Death of a Salesman
- Chris O'Rourke
- Apr 16
- 3 min read
Updated: 6 days ago

Beth Marshall and David Hayman in Death of a Salesman. Image Tommy Ga-Ken Wan
****
There’s challenges in presenting a classic play. Including emotional balance and whether to place thematic stresses emphasising key points over others. All of which impacts on performance. As is the case with the current production of Arthur Miller’s 1949 classic, Death of a Salesman currently at The Gaiety, a memory play revolving around the final twenty-four hours in the life of travelling salesman, Willie Loman. A play in which Miller’s towering talent was rarely more in evidence. The same likely to be said of David Hayman, who delivers a devastating performance as the iconic Willie. Which, under director Andy Arnold, highlights key aspects of Miller's devoted family man trapped in the long con of American exceptionalism; achieving richer emotional resonance at the cost of wider emotional range.
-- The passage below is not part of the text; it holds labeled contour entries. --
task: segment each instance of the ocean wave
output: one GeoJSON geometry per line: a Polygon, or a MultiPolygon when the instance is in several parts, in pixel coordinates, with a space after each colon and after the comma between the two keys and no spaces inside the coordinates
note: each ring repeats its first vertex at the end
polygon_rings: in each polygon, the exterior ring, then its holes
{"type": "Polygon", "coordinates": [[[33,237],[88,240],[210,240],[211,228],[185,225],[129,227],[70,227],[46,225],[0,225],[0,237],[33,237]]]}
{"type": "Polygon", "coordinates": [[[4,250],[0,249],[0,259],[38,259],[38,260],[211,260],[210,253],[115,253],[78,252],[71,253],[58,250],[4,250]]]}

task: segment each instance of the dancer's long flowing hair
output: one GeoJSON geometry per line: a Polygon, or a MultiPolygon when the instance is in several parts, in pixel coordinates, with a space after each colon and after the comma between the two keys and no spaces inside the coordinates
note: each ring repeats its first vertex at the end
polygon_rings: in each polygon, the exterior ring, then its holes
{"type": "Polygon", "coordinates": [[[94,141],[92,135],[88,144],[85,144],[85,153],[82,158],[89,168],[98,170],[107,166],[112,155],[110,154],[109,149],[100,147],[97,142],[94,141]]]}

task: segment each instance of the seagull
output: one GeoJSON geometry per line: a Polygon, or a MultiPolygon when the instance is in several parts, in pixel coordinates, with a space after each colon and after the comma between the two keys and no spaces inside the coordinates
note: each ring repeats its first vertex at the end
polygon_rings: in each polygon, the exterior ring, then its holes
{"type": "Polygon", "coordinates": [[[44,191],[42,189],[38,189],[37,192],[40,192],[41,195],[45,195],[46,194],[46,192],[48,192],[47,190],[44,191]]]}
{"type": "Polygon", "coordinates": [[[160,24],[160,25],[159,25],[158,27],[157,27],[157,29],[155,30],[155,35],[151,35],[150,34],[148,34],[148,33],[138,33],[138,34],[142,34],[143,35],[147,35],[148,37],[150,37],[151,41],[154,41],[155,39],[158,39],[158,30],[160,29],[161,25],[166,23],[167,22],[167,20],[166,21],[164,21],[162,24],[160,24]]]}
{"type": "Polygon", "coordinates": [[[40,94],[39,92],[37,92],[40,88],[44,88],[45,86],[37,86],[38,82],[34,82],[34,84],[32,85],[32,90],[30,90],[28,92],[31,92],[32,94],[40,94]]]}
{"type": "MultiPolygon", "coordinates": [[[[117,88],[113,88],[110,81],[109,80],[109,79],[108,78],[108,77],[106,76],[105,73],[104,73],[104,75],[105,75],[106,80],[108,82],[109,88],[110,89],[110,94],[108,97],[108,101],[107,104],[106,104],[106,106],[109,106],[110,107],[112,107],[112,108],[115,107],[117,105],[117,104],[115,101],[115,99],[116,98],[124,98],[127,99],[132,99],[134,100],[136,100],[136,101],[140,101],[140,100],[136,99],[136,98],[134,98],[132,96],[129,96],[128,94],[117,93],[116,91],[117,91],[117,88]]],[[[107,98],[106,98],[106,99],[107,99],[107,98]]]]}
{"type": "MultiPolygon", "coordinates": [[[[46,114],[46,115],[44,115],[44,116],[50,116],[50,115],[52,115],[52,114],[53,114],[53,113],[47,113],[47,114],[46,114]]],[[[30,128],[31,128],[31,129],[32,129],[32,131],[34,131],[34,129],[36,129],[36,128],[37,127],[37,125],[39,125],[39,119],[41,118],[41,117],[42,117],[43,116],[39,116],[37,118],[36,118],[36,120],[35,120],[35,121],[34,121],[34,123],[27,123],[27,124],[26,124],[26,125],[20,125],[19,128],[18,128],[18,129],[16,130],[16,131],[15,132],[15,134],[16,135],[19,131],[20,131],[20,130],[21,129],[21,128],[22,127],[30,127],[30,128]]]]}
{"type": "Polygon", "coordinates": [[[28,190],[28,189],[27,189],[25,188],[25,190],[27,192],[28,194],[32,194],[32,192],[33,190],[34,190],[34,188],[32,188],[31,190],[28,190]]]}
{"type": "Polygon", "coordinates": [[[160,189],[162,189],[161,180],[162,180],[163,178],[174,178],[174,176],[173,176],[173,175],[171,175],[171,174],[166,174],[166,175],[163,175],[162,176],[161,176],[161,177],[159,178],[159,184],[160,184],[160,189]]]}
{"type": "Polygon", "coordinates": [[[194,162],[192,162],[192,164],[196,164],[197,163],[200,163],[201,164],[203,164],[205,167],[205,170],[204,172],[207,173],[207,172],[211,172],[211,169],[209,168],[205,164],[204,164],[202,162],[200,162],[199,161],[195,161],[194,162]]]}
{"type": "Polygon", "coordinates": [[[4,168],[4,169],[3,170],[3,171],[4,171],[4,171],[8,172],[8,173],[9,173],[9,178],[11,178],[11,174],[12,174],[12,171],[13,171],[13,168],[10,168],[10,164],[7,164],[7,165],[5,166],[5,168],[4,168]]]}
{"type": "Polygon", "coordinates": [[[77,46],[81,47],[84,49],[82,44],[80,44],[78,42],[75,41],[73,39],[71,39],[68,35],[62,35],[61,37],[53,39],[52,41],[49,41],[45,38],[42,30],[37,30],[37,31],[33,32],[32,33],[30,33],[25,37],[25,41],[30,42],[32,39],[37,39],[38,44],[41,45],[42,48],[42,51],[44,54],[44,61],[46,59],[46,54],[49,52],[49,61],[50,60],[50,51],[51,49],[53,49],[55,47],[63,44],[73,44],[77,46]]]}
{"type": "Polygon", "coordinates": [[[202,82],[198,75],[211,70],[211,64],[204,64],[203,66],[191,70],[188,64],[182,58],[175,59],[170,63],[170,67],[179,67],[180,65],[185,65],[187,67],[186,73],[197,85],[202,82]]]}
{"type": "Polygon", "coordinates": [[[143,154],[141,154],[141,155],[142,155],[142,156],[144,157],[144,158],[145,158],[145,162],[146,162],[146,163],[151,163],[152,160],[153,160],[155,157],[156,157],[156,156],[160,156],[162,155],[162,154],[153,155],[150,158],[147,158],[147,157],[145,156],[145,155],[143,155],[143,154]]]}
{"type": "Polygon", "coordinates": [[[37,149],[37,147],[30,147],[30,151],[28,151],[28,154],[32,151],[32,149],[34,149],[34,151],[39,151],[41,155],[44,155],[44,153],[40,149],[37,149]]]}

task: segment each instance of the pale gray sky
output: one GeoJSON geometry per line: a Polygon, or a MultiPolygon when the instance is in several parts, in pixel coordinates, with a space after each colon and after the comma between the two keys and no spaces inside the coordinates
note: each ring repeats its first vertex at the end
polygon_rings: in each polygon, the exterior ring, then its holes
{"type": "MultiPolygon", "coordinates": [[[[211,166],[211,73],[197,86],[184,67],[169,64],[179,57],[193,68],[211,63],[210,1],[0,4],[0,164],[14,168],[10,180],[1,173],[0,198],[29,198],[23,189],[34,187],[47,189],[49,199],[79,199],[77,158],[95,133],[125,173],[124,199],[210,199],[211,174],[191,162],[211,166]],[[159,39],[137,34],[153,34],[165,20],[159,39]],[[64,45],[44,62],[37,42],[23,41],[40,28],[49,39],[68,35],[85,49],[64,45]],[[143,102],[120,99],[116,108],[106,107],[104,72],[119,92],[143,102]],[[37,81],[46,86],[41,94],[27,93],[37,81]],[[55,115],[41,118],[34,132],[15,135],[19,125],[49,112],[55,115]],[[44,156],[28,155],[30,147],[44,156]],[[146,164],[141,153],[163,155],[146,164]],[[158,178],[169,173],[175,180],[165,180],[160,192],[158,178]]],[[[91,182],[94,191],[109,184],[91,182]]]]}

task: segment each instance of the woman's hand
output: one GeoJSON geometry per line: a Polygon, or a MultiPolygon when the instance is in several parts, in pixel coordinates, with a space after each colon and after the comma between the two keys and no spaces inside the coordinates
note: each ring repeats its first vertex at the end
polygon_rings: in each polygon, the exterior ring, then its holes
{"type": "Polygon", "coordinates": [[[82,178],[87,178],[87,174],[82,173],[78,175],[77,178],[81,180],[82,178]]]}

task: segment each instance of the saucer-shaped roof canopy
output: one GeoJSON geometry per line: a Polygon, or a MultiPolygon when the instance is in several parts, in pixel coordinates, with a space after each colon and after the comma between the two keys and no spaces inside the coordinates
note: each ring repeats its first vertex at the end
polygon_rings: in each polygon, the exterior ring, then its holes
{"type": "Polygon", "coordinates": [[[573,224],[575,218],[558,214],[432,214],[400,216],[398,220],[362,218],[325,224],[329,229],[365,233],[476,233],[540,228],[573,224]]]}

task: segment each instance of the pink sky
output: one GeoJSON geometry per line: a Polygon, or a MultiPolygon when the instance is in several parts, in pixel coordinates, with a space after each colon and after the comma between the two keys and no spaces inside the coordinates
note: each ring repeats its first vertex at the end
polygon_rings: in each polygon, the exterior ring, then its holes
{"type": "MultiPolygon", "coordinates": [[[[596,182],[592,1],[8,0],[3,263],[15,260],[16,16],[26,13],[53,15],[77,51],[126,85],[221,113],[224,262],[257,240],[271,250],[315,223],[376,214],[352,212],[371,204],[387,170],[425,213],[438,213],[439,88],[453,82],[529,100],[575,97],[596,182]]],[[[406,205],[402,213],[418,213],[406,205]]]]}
Arnold’s version looking uncomfortably close given the current political climate.

Daniel Cahill, David Hayman and Michael Wallace in Death of a Salesman. Image Tommy Ga-Ken Wan
From the outset, Arnold nails his colours to the mast. Neil Haynes simple set dominated by an image of a giant tree imprisoned behind the bars of some wooden fire escapes. Nature and the city one of many juxtapositions that run throughout Miller’s script, along with the real and the imagined, the dream and the lived experience, the truth and the lie. Seats stage left and right with actors sitting between scenes, some doubling as live musicians, add a touch of Brechtian distance, ensuring you never forget you're watching a performance. A strong choice that undermines any realist temptation to become immersed in the spectacle. Into which a diminutive Willie enters loaded down with two burdensome suitcases. A shabby, hollowed out, shell of a man whose mind is beginning to go. His enabling wife making excuses to him as to why. A legend in his own mind, Willie espouses not so much the American Dream as the quick fix way to get it. The cult of personality which forgives all forms of cheating and stealing if you’re liked enough. Traits inherited by his sons, Biff, now a rambling bum, and Lucky, a philandering dreamer with the same dead end dreams. One last ditch attempt to turn their lives around reveals you can’t teach an old dog new tricks. Even as insanity is repeating the same old, same old and hoping for a different outcome. Ensuring the ending is as inevitable as it is tragic.

Benny Young and David Hayman in Death of a Salesman. Image Tommy Ga-Ken Wan
With Hayman and Arnold opting to foreground tragedy, Willie is portrayed with a tragic flaw rather than as a man trapped in a game he was destined to loose. His flaw being he’s a naked fool proclaiming himself emperor, opening up rich interpretive possibilities in terms of masculine interrogations. Willie less someone playing with loaded dice so much as a man trying to load the dice. The game of success he believes he can rig already rigged long before by others. Willie’s demise into madness, loneliness, frailty and humiliation brought viscerally alive in Hayman’s stunning performance. Even as it leaves Willie’s arrogance and anger too softly spoken. Sacrificing swagger and front for an enduring sense of fraility and failure, it can be hard to understand Biff and Lucky’s devotion. Even more his wife Linda’s admiration and his neighbour Charley’s endless generosity, even as both see through Willie’s lies. Beth Marshall’s enabling Linda, Daniel Cahill's conflicted Biff, Michael Wallace’s devoted Happy and Benny Young’s tolerant Charley each turning in impeccable performances. Gavin John Wright, Simon Donaldson, Charlene Boyd, Stewart Ennis, Fay Guiffo, Bailey Newsome and Gillian Massey rounding out an impressive cast.

A jaded man in a jaded suit, who made it to the finish line only to lose the race, Hayman’s Willie is to be pitied more than reviled. Hayman wrenching every last drop of pathos in a powerfully moving performance. A terrific production of a terrific play, not everyone will agree with all the choices made. But Death of a Salesman is a startlingly brilliant, modern classic, given quality treatment in this powerhouse production.
Death of a Salesman by Arthur Miller, presented by Trafalgar Theatre Productions and Raw Material, runs at The Gaiety Theatre until April 19.